Following the same logic, one would expect that it is easier to improve accuracy on the top part of the matrix, rather than the lower part of the matrix. If we find that we are doing relatively bad in terms of accuracy on AX items, we know that we are messing up on important items, which should be relatively easy to forecast.

I often make the argument for automating the forecasting process using the ABC-XYZ analysis. A large chunk of the assortment (top-right side) can be automated relatively safe, as these are items that are not relatively that crucial and are easier to forecast. Suppose you need to produce forecasts for several thousand items (or even more!), there is no chance you can dedicate equal attention to all forecasts. Similarly, simple alerts should be able to deal with AX products. But AZ products are the difficult to forecast, which we should get right, as they are important. These we should dedicate more resources and potentially difficult to fully-automate (there is adequate evidence in the literature that experts always add value overall).

**Concluding remarks**

Everything is relative with the ABC-XYZ analysis! I have avoided mentioning even once an error value as a cut-off point to define easy and difficult to forecast. Such logic is flawed, we can reasonably only talk about relative performance and we should not expect same error or importance values to be applicable to different assortments.

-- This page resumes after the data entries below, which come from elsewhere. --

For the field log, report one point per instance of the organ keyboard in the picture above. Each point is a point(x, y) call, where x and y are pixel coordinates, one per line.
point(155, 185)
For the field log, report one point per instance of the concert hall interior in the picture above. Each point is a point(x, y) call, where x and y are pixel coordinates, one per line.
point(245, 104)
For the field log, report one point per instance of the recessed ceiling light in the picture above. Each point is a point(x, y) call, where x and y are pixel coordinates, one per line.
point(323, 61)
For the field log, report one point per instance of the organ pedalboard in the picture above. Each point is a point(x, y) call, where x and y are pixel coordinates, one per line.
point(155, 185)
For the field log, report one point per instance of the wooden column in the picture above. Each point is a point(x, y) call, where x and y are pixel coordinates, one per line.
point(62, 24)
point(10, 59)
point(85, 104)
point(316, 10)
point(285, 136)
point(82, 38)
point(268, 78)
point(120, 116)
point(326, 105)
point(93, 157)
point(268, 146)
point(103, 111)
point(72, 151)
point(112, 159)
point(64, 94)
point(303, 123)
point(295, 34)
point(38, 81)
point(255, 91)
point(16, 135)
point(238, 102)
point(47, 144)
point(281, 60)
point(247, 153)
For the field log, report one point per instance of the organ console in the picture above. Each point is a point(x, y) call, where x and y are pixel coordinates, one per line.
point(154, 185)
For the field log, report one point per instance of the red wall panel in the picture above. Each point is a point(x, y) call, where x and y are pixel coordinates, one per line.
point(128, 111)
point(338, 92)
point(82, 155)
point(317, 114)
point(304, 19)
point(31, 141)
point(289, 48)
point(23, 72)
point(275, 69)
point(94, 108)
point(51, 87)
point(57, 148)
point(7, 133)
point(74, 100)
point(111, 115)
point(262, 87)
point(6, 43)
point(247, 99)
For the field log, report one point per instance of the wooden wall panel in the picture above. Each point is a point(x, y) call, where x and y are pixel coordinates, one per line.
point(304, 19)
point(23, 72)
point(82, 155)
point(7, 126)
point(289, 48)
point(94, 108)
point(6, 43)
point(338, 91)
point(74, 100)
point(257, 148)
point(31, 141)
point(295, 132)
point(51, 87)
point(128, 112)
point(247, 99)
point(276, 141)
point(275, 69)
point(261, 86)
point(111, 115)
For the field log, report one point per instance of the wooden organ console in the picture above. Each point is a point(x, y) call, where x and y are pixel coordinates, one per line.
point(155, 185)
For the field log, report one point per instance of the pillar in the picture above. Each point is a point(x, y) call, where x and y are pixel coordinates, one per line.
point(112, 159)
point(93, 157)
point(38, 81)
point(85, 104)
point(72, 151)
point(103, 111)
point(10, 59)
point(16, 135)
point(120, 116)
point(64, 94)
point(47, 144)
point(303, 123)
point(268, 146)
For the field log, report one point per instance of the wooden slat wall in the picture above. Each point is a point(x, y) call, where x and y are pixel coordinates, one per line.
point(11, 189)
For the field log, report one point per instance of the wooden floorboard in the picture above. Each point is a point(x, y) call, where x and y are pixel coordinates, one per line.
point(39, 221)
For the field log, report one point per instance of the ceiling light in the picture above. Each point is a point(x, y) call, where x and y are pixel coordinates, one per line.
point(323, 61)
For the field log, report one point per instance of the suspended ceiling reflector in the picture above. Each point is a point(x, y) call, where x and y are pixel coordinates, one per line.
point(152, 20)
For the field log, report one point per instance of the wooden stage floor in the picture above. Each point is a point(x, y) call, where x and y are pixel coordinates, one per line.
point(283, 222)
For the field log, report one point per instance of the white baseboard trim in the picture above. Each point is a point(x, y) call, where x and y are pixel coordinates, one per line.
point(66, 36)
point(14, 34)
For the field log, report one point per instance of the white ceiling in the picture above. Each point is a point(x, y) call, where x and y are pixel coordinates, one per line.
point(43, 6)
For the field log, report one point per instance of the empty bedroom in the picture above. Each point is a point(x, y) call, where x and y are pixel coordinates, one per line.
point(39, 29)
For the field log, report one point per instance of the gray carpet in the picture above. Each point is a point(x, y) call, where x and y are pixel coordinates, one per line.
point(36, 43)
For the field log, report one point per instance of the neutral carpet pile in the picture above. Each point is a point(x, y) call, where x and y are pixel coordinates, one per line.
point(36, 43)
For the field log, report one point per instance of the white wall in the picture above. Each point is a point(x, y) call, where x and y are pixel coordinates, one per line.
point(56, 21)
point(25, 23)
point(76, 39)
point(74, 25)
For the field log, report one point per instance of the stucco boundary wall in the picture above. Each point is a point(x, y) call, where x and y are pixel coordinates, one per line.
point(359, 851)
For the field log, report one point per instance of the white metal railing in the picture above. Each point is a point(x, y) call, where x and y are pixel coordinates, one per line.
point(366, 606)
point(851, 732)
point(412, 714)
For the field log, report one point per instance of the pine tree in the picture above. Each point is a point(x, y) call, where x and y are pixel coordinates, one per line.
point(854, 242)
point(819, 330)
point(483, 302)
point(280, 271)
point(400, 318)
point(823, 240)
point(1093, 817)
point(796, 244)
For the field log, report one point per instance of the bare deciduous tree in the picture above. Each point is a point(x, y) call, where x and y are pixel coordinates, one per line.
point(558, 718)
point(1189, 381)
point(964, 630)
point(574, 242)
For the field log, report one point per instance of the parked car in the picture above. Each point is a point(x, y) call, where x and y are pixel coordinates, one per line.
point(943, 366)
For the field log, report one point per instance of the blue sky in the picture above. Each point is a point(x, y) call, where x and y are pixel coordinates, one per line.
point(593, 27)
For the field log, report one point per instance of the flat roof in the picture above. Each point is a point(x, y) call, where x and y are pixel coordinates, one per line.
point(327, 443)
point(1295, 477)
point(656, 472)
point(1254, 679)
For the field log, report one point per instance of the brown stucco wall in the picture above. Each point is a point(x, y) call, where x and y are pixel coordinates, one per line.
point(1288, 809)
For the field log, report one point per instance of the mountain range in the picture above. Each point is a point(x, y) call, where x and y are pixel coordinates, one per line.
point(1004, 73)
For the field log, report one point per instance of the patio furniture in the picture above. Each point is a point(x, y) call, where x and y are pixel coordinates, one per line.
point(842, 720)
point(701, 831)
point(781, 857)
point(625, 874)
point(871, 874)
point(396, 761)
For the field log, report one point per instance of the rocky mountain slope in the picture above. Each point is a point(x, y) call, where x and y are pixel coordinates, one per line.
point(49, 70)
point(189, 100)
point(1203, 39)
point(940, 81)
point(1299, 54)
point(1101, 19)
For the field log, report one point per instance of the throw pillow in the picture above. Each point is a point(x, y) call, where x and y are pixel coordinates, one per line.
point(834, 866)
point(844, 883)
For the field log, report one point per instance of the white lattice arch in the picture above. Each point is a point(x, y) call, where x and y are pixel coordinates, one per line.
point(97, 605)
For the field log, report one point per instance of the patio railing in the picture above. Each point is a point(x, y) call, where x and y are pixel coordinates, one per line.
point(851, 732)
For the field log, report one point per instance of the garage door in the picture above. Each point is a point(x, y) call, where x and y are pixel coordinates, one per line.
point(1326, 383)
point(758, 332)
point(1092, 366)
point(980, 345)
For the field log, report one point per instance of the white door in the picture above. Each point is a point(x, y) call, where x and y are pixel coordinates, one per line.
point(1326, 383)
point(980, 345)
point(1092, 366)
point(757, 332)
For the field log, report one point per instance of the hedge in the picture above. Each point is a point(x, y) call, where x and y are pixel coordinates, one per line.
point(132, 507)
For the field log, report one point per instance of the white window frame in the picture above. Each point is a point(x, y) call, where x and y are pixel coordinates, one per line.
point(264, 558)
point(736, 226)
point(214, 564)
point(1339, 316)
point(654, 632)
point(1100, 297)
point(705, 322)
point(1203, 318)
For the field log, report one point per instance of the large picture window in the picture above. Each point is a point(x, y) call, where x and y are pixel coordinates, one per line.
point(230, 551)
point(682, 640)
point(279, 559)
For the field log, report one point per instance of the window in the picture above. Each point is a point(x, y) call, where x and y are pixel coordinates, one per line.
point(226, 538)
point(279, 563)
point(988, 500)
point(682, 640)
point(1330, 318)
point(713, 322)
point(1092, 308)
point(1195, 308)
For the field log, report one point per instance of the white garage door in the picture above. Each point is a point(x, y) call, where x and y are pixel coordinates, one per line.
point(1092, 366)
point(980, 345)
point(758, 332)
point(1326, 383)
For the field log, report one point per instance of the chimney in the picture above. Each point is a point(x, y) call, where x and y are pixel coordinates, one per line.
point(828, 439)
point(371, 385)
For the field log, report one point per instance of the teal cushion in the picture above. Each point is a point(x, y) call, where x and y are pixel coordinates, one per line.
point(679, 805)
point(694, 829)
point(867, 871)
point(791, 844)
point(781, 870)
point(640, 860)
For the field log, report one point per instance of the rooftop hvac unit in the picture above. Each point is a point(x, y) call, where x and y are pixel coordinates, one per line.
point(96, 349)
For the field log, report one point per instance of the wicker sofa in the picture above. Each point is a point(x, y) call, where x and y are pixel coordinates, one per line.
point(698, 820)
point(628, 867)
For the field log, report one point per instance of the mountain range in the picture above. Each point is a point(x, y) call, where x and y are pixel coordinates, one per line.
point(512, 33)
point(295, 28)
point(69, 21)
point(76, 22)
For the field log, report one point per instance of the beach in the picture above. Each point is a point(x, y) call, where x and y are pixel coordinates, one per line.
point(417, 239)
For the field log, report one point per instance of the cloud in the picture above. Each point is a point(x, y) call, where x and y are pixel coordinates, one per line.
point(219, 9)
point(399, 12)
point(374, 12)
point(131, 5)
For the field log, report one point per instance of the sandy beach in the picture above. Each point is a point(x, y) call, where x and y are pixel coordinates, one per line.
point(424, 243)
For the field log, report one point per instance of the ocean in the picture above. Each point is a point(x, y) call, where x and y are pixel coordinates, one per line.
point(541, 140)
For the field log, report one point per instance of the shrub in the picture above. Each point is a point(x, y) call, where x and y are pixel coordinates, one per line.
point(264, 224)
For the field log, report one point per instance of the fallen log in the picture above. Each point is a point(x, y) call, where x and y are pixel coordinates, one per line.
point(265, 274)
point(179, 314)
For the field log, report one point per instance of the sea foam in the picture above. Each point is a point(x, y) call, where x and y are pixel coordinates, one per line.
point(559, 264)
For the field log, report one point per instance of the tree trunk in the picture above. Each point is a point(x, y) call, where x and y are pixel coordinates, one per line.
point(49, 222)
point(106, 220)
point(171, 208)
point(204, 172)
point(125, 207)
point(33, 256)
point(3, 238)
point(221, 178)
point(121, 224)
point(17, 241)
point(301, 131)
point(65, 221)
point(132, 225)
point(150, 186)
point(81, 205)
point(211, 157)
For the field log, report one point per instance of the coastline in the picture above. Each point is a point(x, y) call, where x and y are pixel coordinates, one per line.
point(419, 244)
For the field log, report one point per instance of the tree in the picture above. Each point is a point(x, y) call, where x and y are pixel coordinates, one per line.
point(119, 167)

I have argued several times that intermittent demand forecasting is a mess. Being consistent in their nature, they also mess up ABC-XYZ analysis. The reason for this is that typically they are low volume and would take over the C class of ABC, pushing other relatively unimportant items to A and B classes (depending how many intermittent items one would permit in the analysis). Furthermore measuring accuracy for intermittent demand forecasting with standard error metrics is wrong, and would typically result in incomparable forecast errors to fast moving items. That would distort the results of XYZ analysis. A good idea is to separate intermittent items from the fast moving items before conducting an ABC-XYZ analysis. Similarly, new products will distort the analysis as well.

ABC-XYZ analysis can be a powerful diagnostic tool, as well as very helpful for allocating resources in the forecasting process. However, if it is not tied to actionable decisions, it is difficult to set it up correctly in terms of what is a good metric for importance or forecastability, how many classes and so on. It certainly is not a magic bullet and suffers from several weaknesses, but which tool does not?